The idea that the proof of the pudding should be in the eating is, regrettably, not that widespread. Looking at outcomes is not that common in our country- more attention is given to getting into the system than looking at what comes out. One’s JEE rank is finally quite a bit more important the grades one might have earned at the IIT, or for that matter how good an engineer one actually is. (One has to eavesdrop on any conversation among IIT graduates to realize the truth of that…)

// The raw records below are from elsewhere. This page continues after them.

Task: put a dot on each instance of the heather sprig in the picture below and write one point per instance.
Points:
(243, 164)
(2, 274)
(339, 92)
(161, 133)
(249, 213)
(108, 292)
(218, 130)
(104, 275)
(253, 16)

There are exceptions, most notable among them being ISB, the Indian School of Business. A strong desire to not be subject to such regulation, without necessarily being unaware of quality or standards has made the ISB shun a formal degree (which would have brought them under either the UGC or any one of the 16 other councils or commissions that regulate higher education in India). The value of what students are taught there, as well as the high costs involved have together made the ISB a brand (and an expanding one, at that) to reckon with, one that competes with and often surpasses the IIMs. (Caveat: The ISB example cannot apply to many areas of study and is therefore singular, and there are flaws in that model as well, being accessible to a vanishingly small fraction of the population.)
To my mind there still is a lesson here. For the most part, the purpose of education at this time is employment, and degree or no degree, if that objective is served, this is a measure of the success of the system, howsoever limited that might be.

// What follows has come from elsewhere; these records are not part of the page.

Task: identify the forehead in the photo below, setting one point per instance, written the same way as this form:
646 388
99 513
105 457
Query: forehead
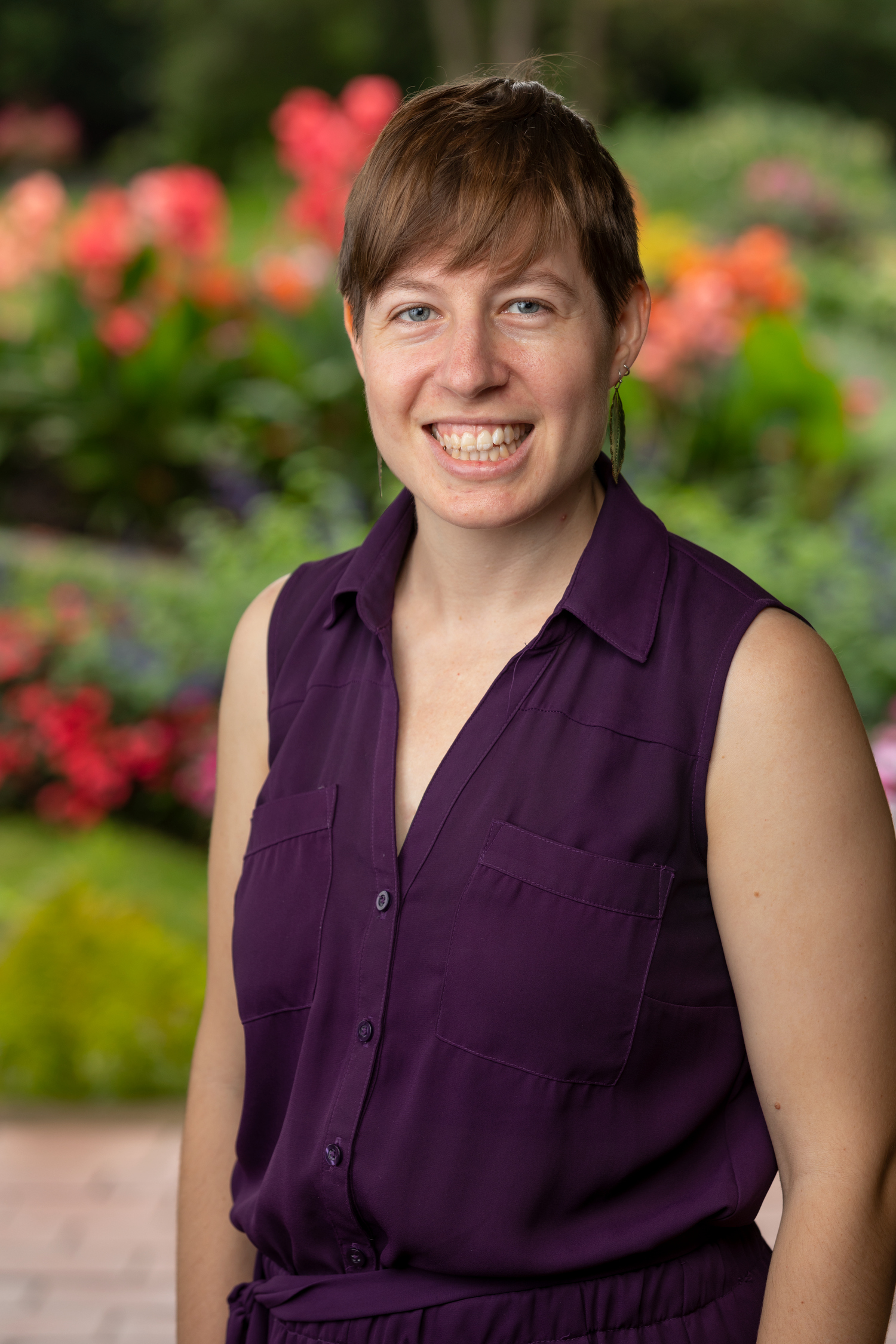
559 265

But there is a much more important part to education, the part that helps create a scholarly ethos. It is that as a society we need a place where one can discover, invent, archive, catalogue, train, explore, think- in short, a place where we can do all the things that are possible at a modern university. There are more uses of the university life, but above all, it is one place where we can invest in our futures in a somewhat abstract way and very consciously for the long run.
The question in the title invites a more extensive exploration, one that will occupy subsequent posts in this blog. The future of the Indian higher education system is something that concerns us all very deeply, and its future is inextricably linked with our future as a nation and as a people.